The RS actually sit's a little lower. Also, the LS has the 1.8 engine and the RS has the 1.4T engine. All RS trims are based on the LT or LTZ models so the base package is different as well. I would cancel the magnaflow order and get the correct part.


----------



## jblackburn (Apr 14, 2012)

2LT/LTZ RS sits lower (same as an Eco); 1LT RS just has side skirts and different bumpers that drop down a little lower than the standard 1LT/LS, but the suspension setup is the same.


----------



## Mick (Dec 31, 2011)

If you have the ls you will be able to cut or get a diffuser with the cuts but cutting an rs bumper will not be pretty.


----------



## brian v (Dec 25, 2011)

Shoot I usually wait for the muffler to fall off then get a new 1 .. you guys know , those rides that just get loud at ya ,and ya just have to dang why don't ya get a new muffler .

Or the guy with the muffler dragging underneath , pooping and popping alomg .

Dang cut the bumper to put a muffler on crazy !


----------



## djrikm123 (Sep 3, 2014)

k i got the exhaust installed and the only difference is that the tips come out about 2 inch more on the RS exhaust then the other exhausts. so im happy!


----------



## Freddy2009 (Oct 6, 2014)

Every cruze lt or ltz with the rs package come with a tune suspension, that lower than any other cruze model.


----------



## jblackburn (Apr 14, 2012)

Freddy2009 said:


> Every cruze lt or ltz with the rs package come with a tune suspension, that lower than any other cruze model.


Nope. The 1LT RS gets the same suspension as the LS and regular 1LT, with the watts link added at the rear end. 

The 2LT, Eco, and LTZ all get the lowered suspension, RS package or not.


----------



## BlkGrnetRS (Jul 21, 2013)

jblackburn said:


> Nope. The 1LT RS gets the same suspension as the LS and regular 1LT, with the watts link added at the rear end.
> 
> The 2LT, Eco, and LTZ all get the lowered suspension, RS package or not.

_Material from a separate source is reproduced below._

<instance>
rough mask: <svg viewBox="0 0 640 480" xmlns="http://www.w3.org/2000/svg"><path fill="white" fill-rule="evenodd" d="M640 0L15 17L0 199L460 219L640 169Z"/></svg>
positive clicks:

Actually the 1LT RS does get the z- link suspension


----------



## jblackburn (Apr 14, 2012)

BlkGrnetRS said:


> Actually the 1LT RS does get the z- link suspension


Yes. Watts link = Z link.


----------



## BlkGrnetRS (Jul 21, 2013)

jblackburn said:


> Yes. Watts link = Z link.


Sorry I've never heard it called that...


----------



## Freddy2009 (Oct 6, 2014)

RS Appearance Package – includes ground effects package, specific front and rear fascias with trim insert in rear fascia, rear spoiler, 18" x 7" split 5-spoke flangeless silver-painted aluminum wheels, and P225/45R18 all-season tires (includes 4-wheel disc brakes with ABS, rear compound crank with Z-link design suspension, fog lights and uplevel instrument cluster on 2LT)**

2014 Chevrolet Cruze | Options & Specifications | Chevrolet Canada

My cruze get all of the above and it's a 1LT.I don't understand why it's say on 2LT only.Maybe that in 2012 the rs package was selectable with 1LT trim and now you are obligate to take the 2LT trim to get the rs package.


----------



## spacedout (Dec 7, 2010)

Freddy2009 said:


> My cruze get all of the above and it's a 1LT.I don't understand why it's say on 2LT only.Maybe that in 2012 the rs package was selectable with 1LT trim and now you are obligate to take the 2LT trim to get the rs package.


Because your in canada. They get all the goodies, in the US only the 2LT/LTZ get sport tuned suspension & rear disc brakes. The 2LT gets 17in wheels, but the LTZ only gets those 18in ones.


----------